Orphic vs the Promethean... Not always in battle for not always have they been mutually exclusive. Before the dichotomization occurred the two existed not only in harmony, but they were not two but one. And then the fabrication of a barrier between the two created an actual barrier, and now they will always be locked in eternal conflict with only God, Buddha, Brahma, the Tao, Quetzalcoatl, Yahweh charged with holding the balance between the two. But what court is it the gods play in? Ah the mystery of life is a veil draped before our eyes. If only we could but lift the veil and take a peak! What wonders would we see? Ah but this mystery IS our subconscious, always just out of view.

Why do I love the Orphic so much more? Really it must be because I live in a Promethean world. If I had my wish and Orphic conquered over Promethean, humanity would lose its ability to survive. How else could we keep 7 billion people alive? Could we have invented language and technology if we were completely Orphic, with no ability to step back and observe the situation, for the Orphic experience of the world is a direct, unfiltered, unprocessed experience of the world. No—there must always be balance. If I lived in an Orphic world I would yearn for the Promethean. But my world is Promethean, so I yearn for the Orphic, I romanticize its history and dream of its future. Yet this world will never come—nor should it. This earth, this world, my life really is a battlefield between the two. Will I help bring the balance? What will my roll be?

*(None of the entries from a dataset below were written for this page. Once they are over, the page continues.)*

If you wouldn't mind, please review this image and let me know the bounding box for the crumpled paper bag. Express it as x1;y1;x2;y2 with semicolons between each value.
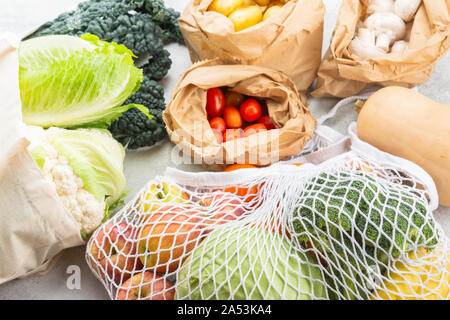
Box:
179;0;325;93
312;0;450;98
162;59;317;171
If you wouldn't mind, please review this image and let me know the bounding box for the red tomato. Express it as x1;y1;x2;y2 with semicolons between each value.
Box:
223;129;243;142
224;91;245;108
257;115;276;130
223;106;243;129
240;99;262;122
243;123;267;137
206;88;225;117
209;117;226;135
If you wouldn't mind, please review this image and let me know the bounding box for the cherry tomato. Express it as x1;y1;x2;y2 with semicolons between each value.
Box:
257;115;276;130
243;123;267;137
223;128;243;142
224;91;245;108
209;117;226;135
223;106;243;128
240;98;262;122
206;88;225;117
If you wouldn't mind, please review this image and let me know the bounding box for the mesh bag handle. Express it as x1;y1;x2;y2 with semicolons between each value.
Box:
347;123;440;211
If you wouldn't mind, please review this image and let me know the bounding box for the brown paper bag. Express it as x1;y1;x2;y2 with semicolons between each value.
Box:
312;0;450;98
0;38;83;285
178;0;325;93
162;59;317;171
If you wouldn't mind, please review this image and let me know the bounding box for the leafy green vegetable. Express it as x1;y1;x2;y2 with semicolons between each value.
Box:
28;0;183;54
29;146;47;169
108;73;166;150
45;128;126;207
144;49;172;82
292;170;440;299
19;34;145;129
108;107;166;150
24;0;182;150
176;226;328;300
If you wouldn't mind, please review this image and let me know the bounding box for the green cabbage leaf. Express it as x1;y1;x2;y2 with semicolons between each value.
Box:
19;34;145;128
43;127;127;207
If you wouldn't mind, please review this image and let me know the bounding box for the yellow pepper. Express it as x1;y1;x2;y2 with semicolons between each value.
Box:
228;5;263;32
374;248;450;300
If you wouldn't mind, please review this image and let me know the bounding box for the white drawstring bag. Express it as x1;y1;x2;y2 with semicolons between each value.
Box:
85;96;449;299
0;37;84;284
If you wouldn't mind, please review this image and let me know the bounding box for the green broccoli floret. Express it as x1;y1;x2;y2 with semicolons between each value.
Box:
108;73;166;150
292;169;440;299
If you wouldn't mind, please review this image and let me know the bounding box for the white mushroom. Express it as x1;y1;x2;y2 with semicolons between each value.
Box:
391;40;409;53
365;12;406;52
349;28;386;59
394;0;422;22
367;0;394;15
358;28;376;44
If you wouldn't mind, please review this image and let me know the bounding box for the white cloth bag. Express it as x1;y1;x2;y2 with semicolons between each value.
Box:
0;37;83;285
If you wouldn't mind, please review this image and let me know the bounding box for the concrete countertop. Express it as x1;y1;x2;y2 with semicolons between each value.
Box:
0;0;448;300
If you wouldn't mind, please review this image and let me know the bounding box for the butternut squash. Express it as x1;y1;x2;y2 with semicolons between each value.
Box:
357;86;450;206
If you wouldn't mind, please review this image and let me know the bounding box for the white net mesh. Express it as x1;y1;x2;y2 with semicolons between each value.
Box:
85;146;449;300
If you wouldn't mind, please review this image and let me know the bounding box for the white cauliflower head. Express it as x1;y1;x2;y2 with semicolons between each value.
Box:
26;126;126;237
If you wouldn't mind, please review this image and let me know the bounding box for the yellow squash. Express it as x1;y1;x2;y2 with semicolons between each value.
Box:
374;248;450;300
357;86;450;206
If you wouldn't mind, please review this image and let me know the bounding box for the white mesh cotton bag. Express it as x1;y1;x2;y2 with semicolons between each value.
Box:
85;119;449;300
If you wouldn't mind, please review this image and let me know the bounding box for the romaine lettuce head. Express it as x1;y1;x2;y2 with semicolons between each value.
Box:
176;225;328;300
43;127;127;207
19;34;147;128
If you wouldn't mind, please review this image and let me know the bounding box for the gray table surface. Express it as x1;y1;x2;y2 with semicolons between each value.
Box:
0;0;448;300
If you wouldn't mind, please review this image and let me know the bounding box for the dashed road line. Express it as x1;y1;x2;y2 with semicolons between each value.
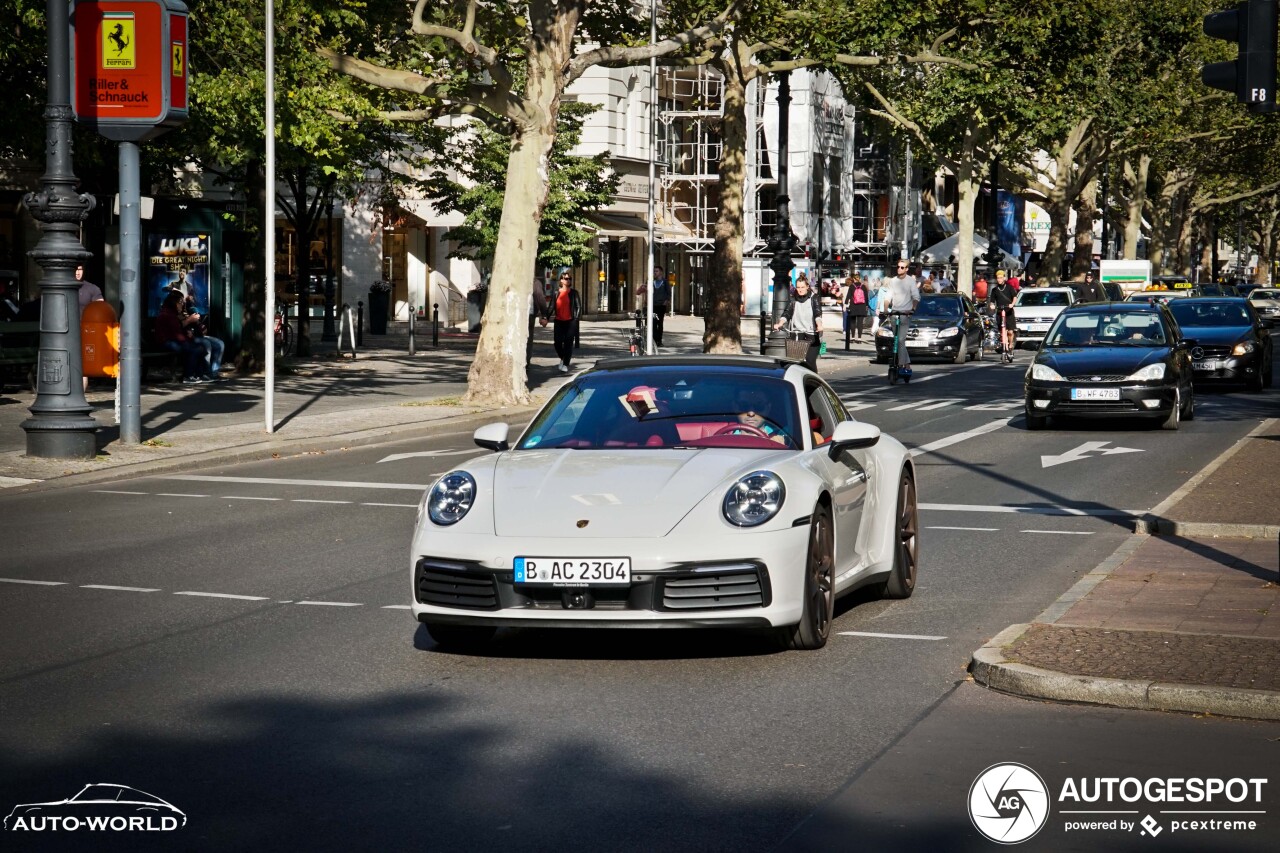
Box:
222;495;282;501
0;578;66;586
838;630;948;641
93;490;149;495
165;474;427;491
381;605;412;610
920;502;1142;518
293;499;353;505
296;600;363;607
361;502;416;508
1022;529;1095;535
156;492;209;498
81;584;160;592
174;591;270;601
927;525;998;531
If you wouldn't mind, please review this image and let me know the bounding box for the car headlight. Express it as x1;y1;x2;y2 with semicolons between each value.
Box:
425;472;477;525
723;471;785;527
876;326;893;338
937;327;961;337
1031;363;1066;382
1125;363;1166;381
1232;341;1256;356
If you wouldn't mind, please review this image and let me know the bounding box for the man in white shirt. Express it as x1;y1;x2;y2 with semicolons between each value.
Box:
880;259;921;367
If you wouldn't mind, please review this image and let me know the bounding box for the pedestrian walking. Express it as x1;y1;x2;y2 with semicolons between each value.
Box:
527;276;550;366
844;276;870;340
551;273;582;373
973;271;989;301
637;265;671;346
773;275;822;371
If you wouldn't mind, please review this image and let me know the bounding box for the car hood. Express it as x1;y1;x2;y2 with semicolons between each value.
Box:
491;448;789;537
1177;325;1253;346
1038;346;1168;375
1014;305;1068;319
911;316;961;330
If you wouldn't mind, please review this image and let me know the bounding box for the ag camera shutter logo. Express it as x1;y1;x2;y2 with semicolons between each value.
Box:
969;763;1051;844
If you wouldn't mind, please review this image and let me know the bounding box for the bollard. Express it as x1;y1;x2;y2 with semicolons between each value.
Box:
357;300;364;347
432;303;439;347
845;311;851;351
408;307;416;356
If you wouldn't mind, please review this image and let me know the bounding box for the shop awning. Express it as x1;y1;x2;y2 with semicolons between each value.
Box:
587;211;653;237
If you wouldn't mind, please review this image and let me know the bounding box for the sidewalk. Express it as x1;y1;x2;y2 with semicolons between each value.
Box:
972;418;1280;721
0;312;875;489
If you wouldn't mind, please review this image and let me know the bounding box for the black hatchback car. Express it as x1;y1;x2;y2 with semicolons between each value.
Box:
1165;298;1274;391
1024;302;1195;430
874;293;985;363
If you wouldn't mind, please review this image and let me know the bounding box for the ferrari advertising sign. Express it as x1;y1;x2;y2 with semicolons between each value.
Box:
71;0;189;141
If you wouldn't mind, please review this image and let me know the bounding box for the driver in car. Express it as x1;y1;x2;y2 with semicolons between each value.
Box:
734;392;788;445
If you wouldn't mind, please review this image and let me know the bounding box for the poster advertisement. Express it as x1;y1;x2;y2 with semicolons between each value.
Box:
147;233;210;316
996;190;1025;259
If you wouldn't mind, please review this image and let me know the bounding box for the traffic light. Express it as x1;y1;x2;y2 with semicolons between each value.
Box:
1202;0;1278;113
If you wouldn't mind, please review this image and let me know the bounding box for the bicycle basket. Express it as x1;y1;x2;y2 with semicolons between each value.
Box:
785;337;810;360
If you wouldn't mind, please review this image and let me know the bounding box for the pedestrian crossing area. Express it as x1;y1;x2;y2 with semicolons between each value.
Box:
838;395;1025;412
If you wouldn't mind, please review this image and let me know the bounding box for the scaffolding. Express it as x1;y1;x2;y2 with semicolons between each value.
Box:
656;66;721;252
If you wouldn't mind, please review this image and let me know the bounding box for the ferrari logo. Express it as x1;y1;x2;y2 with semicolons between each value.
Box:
172;43;184;77
102;13;135;69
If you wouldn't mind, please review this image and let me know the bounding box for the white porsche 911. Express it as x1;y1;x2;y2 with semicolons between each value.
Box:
410;355;919;651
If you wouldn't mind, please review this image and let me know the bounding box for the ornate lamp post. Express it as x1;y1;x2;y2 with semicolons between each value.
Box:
764;70;795;358
21;0;98;458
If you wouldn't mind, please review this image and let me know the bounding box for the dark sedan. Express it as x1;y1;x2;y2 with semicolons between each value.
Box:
874;293;985;364
1024;302;1195;430
1166;298;1273;391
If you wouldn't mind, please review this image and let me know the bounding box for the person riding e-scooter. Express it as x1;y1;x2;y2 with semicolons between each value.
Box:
880;259;921;377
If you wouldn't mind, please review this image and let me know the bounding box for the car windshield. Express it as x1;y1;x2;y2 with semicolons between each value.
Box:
1016;291;1071;307
1167;301;1252;327
915;296;962;318
517;370;802;450
1045;312;1168;347
1249;289;1279;300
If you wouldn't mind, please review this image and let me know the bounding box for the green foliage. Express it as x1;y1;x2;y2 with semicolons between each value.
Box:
424;103;619;269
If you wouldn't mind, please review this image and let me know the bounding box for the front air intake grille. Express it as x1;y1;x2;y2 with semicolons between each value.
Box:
659;567;766;611
1192;345;1231;359
1066;375;1128;382
415;559;498;610
1055;399;1138;413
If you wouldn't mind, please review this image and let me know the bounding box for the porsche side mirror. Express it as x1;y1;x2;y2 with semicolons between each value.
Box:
828;420;880;456
474;422;510;452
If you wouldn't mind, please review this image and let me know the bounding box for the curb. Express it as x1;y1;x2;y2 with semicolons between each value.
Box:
4;404;539;495
1134;518;1280;539
970;624;1280;722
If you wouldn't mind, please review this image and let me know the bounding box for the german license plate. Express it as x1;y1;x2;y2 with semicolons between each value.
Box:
1070;387;1120;401
1028;323;1050;331
514;557;631;587
905;339;927;347
1193;360;1220;371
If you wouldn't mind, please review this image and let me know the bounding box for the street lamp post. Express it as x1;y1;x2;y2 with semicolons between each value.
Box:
764;70;794;359
21;0;98;459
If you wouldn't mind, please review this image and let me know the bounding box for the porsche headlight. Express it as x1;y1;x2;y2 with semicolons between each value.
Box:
1126;363;1165;382
1232;341;1256;356
426;472;476;526
1031;363;1066;382
723;471;785;527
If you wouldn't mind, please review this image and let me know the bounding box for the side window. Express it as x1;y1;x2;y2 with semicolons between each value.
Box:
804;381;839;444
820;383;850;424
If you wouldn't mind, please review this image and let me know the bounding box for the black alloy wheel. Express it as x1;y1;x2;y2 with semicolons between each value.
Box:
424;622;497;652
778;504;836;650
881;470;919;599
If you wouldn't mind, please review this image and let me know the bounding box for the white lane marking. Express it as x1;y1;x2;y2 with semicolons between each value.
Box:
174;591;270;601
845;401;878;411
81;584;160;592
927;525;999;531
164;475;427;491
838;630;948;641
908;418;1010;458
1041;441;1143;468
917;399;965;410
92;489;149;495
1022;529;1094;536
0;475;40;488
222;495;282;502
887;398;950;411
296;600;363;607
156;493;209;498
964;399;1024;411
360;502;416;508
0;578;66;586
292;499;353;505
381;605;412;610
921;502;1143;518
378;448;485;464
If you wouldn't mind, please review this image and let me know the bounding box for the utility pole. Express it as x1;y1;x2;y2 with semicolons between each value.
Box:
764;70;795;359
901;141;912;260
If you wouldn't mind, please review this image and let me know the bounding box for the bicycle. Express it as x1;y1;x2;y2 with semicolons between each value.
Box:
994;306;1014;364
884;310;913;385
624;310;646;356
274;300;295;358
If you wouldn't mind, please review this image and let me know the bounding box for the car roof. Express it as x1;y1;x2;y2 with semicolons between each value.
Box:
1167;296;1247;304
1061;301;1161;314
590;354;797;376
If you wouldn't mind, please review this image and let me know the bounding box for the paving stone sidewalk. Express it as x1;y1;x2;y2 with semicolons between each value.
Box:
972;417;1280;721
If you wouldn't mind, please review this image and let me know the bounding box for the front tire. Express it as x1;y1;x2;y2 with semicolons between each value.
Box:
424;622;497;651
777;504;835;650
881;471;919;599
1161;388;1181;430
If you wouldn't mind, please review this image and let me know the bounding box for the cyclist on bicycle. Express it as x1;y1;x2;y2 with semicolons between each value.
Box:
880;259;921;372
988;268;1017;361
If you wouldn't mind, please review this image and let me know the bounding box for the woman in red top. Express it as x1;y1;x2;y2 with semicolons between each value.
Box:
552;274;582;373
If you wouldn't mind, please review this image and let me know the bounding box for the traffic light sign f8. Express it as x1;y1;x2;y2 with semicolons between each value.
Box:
1203;0;1278;113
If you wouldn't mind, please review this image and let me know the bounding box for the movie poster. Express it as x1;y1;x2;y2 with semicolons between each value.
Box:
996;190;1025;259
147;233;210;316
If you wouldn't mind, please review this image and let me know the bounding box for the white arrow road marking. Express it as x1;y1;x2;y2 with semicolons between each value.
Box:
1040;441;1144;468
378;448;484;464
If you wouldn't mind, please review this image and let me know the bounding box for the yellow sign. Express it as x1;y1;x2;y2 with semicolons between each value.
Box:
102;13;136;70
172;43;184;77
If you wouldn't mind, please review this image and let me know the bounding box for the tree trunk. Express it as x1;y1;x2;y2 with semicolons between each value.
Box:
704;61;749;353
235;159;267;373
1175;200;1195;277
953;120;981;296
1147;171;1180;274
1070;178;1098;278
1256;198;1278;283
1122;154;1150;260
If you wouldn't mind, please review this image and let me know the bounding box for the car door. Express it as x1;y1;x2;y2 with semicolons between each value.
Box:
805;380;867;577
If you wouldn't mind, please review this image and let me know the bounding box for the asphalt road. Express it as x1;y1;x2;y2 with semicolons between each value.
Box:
0;351;1275;851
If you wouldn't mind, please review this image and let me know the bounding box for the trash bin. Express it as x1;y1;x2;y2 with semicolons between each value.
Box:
368;287;390;335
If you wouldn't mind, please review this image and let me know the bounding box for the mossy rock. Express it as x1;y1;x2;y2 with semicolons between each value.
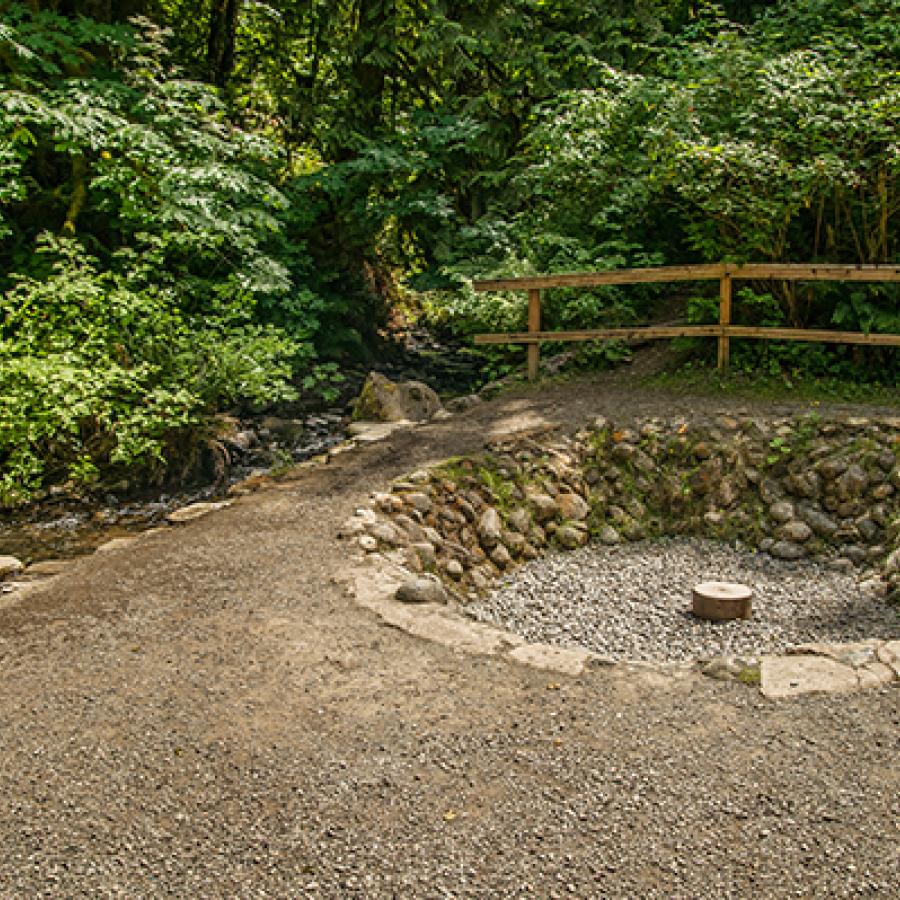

Was Ancient Greece overly Orphic? And therefore the source of the Promethean uprising? How did that dichotomy occur? Things went from being just one, to all of a sudden dichotomous. After the dichotomy the world could be seen to be clearly much more feminine than masculine—maybe Heraclitus was the Emporer and Socrates was Luke. We now (we being the balancers of the Force!) demonize Socrates, Plato, and in particular, Aristotle as the inventors of the Promethean, masculine side, but perhaps they were the Rebellion? They were the heroes of their day, not the villains? Or perhaps they were the ones who invented the dichotomy in the first place and THAT is why they were villainized? In either case, that period proved pivotal because it marked humanity's separation from the rest of the world. That's the difference, that's where human rationality was born and it is that, the ability to step back and consider a situation, which truly separates us from animals. The invention of the dichotomy is indeed the banishment of man from eden (singularity), prior to then there was no battle and man was at rest. Man was forever forced to a life of unrest as long as their was not balance between masculine and feminine, his whole being always in conflict to bring back the balance. So the advent of agriculture was not evil on its own, but because it necessarily led to the invention of the dichotomy. Man now had material matters to contemplate of an abstract nature—surplus, future yields—and could think on a higher level than before.

But what if this banishment from Eden is not a curse after all, but is a necessary evil for our future growth. Perhaps Eden was the womb which we have been ejected from and mankind, in it's infancy, is going through growing pains? Maybe the dichotomy is necessary in order for us to meet our destiny. Maybe balance can be achieved and the two can become one again as humanity evolves. What if we aren't the thorn in nature's side but her golden child after all??